Scientists find new way to get drugs past ‘blood-brain barrier'
Scientists have found a new way to transport medicine into the brain, which they hope could lead to improved treatments for diseases such as Alzheimer’s in the future.
Experts from Newcastle University have engineered small particles from a peptide that can carry and deliver drugs to the brain without “adverse reactions and toxicity”.
A protective layer known as the blood-brain barrier (BBB) excludes the majority of drugs from reaching blood capillaries in the brain.
However, some viruses have found ways to bypass the barrier, and medication for certain neurological diseases uses modified versions of these to deliver the drugs.
Current treatments involve difficulties in safely “packaging” these viruses and the drugs are usually delivered via injection into the cerebrospinal fluid.
The scientists’ advance uses a peptide component from a virus that forms a “small, hairy particle” when added to water and is administered via intravenous injection.
They found that the developed particles targeted the brains of mice by crossing the blood-brain barrier, reaching neurons and other cells.

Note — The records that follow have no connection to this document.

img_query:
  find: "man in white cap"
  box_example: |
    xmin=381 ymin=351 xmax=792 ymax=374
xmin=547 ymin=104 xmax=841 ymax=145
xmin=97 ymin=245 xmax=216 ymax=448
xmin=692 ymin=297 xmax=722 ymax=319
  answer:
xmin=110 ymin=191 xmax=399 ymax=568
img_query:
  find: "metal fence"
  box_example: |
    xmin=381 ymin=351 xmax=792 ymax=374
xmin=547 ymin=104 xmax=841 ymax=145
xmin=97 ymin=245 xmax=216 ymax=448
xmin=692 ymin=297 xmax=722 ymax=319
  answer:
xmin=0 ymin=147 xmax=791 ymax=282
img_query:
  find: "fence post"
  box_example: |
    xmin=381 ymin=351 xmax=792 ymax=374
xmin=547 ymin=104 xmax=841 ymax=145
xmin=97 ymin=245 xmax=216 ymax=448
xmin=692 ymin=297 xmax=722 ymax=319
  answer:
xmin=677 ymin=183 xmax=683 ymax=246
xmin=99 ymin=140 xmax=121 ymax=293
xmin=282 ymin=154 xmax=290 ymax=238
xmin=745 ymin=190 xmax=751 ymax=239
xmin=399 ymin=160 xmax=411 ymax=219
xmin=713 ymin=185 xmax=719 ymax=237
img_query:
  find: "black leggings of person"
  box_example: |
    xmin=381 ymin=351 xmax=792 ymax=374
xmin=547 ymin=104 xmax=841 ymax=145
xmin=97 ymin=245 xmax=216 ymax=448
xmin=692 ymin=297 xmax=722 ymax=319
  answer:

Professor Moein Moghimi, who led the research, said: “Crossing the blood-brain barrier has hindered the industry from effectively addressing central nervous system diseases, including brain tumours, and many neurological diseases like Parkinson’s, Alzheimer’s and Huntington’s.
“This breakthrough – based on more than 10 years of research – has significant implications for crossing BBB and other biological barriers that have created challenges for drug delivery.
“Our breakthrough allows for minimally invasive combination delivery through an intravenous injection of various drugs, peptides and nucleic acid therapeutics to the brain.”
The scientists hope this could lead the way to safer treatment of neurological and neurodegenerative diseases such as Parkinson’s, Alzheimer’s and Huntingdon’s.
Professor Moghimi added: “We are very excited by our research – our delivery system is versatile and amenable to modifications, so, in principle, we can hopefully address shortfalls in drug delivery to the brain through intravenous injection.
“We have a long way to go, but we hope that our technology platform may open up many opportunities to address neurodegenerative diseases with modern therapeutics and genetic drugs.”
The study is published in the journal Nature Communications.